I’d typically call that kind of posturing nothing short of laughable, had I not begun to look at this gaslighting behavior through fresh eyes.

Obama hasn’t taken Patrick’s bait; at a televised town hall last week, the president calmly and confidently reiterated that his support for police is undeniable and long-standing. Police are safer during the Obama administration than they have been since the Reagan years. In Texas, it is more dangerous than ever to be a civilian; fatal encounters with police are on the rise, disproportionately so for Texans of color, even though arrests are on the decline.

What is especially troubling about the undercurrent of the GOP’s rhetoric is that whatever the party does or says, it’s ostensibly done out of real love for and loyalty to America. Fittingly, the night Melania Trump tried desperately to convince the crowd of her husband’s genuine patriotism and love for the United States, the day’s RNC theme was “Make America safe again.” That’s particularly grim in light of the “loved to death” trope so often trotted out when we talk about cases of fatal domestic abuse. The kind of so-called “love” that Trump and the GOP that has convened behind him in Cleveland espouses is a dangerous type indeed for those of us aren’t white, aren’t men, and aren’t Christian.

There’s no singular “victim” here when it comes to the GOP’s increasingly abusive posture. But I don’t think there must be in order for the public, the media and even Republican voters who are miffed and outraged by their party’s devolution into Trumpism to change the way we think about, and engage with, GOP politics in the lead-up to November. What would we do if someone treated us, if someone talked to us, the way Trump and the GOP leadership has done this week? If we see these tactics and behaviors as reflective of patterns of emotional and mental manipulation, rather than an especially egregious version of the politics to which we’re otherwise resigned, does that change the way we can, or should, react?

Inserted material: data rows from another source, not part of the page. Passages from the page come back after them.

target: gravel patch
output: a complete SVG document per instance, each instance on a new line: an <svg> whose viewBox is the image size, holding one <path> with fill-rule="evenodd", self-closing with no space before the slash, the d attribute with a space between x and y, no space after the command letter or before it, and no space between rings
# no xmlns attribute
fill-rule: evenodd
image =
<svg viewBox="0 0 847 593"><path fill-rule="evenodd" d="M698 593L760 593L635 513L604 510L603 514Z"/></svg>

I believe so — though I’m still thinking through what that means in practice, and will write more on this in the coming weeks. Here’s what I know for sure: It’s one thing to lie, to stretch the truth, to bend facts and research to a narrative that casts one’s party or politics in a positive light. It’s another to consistently and repeatedly deny reality in order to force others to engage solely on your terms, and to submit to your demands.

And when it’s done in the name of love — for a spouse, for a child, for a country — that looks to me a whole hell of a lot like abuse.